In an effort to minimize further damage, doctors put Sidun in a soft cast initially.

But Sidun’s love of the sport made this difficult.

“He didn’t handle that well,” Martin said. “So they actually had to take him back in and put a hard cast on. Because the first time that he got back in the room, he’s starting to grab guys, he’s starting to grab weights and all this stuff.”

“Keeping him off the mat and away from wrestling at that time was incredibly difficult. But (we) got through it.”

 

BACK WITH AUTHORITY

 

Sidun competed for the first time in months at Who’s Number One a few weeks ago and majored Oklahoma State commit Rocklin Zinklin 13-4.

So while there’s still work to be done, but Sidun seems more than ready to win a third state title, and first since committing to Penn State wrestling.

When asked what Sidun can improve on, Martin had a hard time pinpointing something.

“I don’t know,” he said. “He’s solid in every position. He works hard in every position. He loves everything about the training aspects of it. He loves the chess game in a match.”

“He’s incredibly well-rounded,” he said. “I think the pressure’s on the coaching staff here over the next two years to get him to where he’s easily making like a seamless transition into the college style.

Martin also said Sidun has been doing college-style training.

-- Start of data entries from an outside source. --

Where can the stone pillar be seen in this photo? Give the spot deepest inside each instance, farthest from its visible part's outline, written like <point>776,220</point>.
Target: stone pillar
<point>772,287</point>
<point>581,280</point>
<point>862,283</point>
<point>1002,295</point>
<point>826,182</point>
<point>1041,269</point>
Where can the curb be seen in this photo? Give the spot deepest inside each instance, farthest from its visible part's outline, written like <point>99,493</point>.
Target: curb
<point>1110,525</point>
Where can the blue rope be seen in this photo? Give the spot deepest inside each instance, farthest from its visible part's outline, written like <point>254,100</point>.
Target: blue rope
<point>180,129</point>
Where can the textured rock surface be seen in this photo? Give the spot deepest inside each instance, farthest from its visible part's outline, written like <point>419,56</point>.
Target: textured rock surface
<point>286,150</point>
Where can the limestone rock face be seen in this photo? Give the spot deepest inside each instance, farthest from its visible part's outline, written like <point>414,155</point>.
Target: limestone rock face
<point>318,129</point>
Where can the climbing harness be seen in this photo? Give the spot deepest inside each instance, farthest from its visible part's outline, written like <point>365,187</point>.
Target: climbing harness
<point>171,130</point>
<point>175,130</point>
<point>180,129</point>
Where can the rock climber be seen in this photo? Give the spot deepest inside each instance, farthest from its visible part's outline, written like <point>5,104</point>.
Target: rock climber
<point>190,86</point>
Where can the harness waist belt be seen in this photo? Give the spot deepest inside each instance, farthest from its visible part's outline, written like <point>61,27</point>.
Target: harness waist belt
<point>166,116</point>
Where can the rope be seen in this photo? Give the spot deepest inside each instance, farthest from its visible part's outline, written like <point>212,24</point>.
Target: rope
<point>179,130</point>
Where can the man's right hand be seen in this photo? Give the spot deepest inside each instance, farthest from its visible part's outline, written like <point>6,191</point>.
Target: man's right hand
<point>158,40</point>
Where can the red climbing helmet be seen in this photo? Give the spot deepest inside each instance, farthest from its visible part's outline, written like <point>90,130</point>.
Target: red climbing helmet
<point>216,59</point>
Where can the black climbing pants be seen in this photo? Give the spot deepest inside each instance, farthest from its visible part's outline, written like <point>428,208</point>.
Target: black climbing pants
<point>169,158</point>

“He’s training with real high-level wrestlers,” he said. “So, I think we just keep trying to polish him, because he’s going to be the wrestler that he is and he’s incredible at it. Just with how he approaches the sport, it’s going to be just kind of a week-by-week, where we can see a little adjustments here, where we can maybe make a little jump at a certain teqhnique, at a certain position as we go. So it’s kind of exciting, but it’s good pressure that he puts on people around him.”

So what is Penn State wrestling getting in Landon Sidun?

“You’re getting a really exciting wrestler that isn’t afraid of taking risks in a match and scoring points,” Martin said. “But even more than that, they’re going to fall in love with the type of human being he is. It far surpasses wrestling. His character is unmatched. The type of teammate he is, the type of brother, son that he is, grandson that he is, they’re getting a great human being. He’s phenominal at wrestling, but they’re going to fall in llove with the human being that he is.

“You guys are going to like my wrestling style… I’m going to be the guy that’s ready to go on Gameday, too,” Sidun said. “So it’s going to be exciting. Just gonna love it.”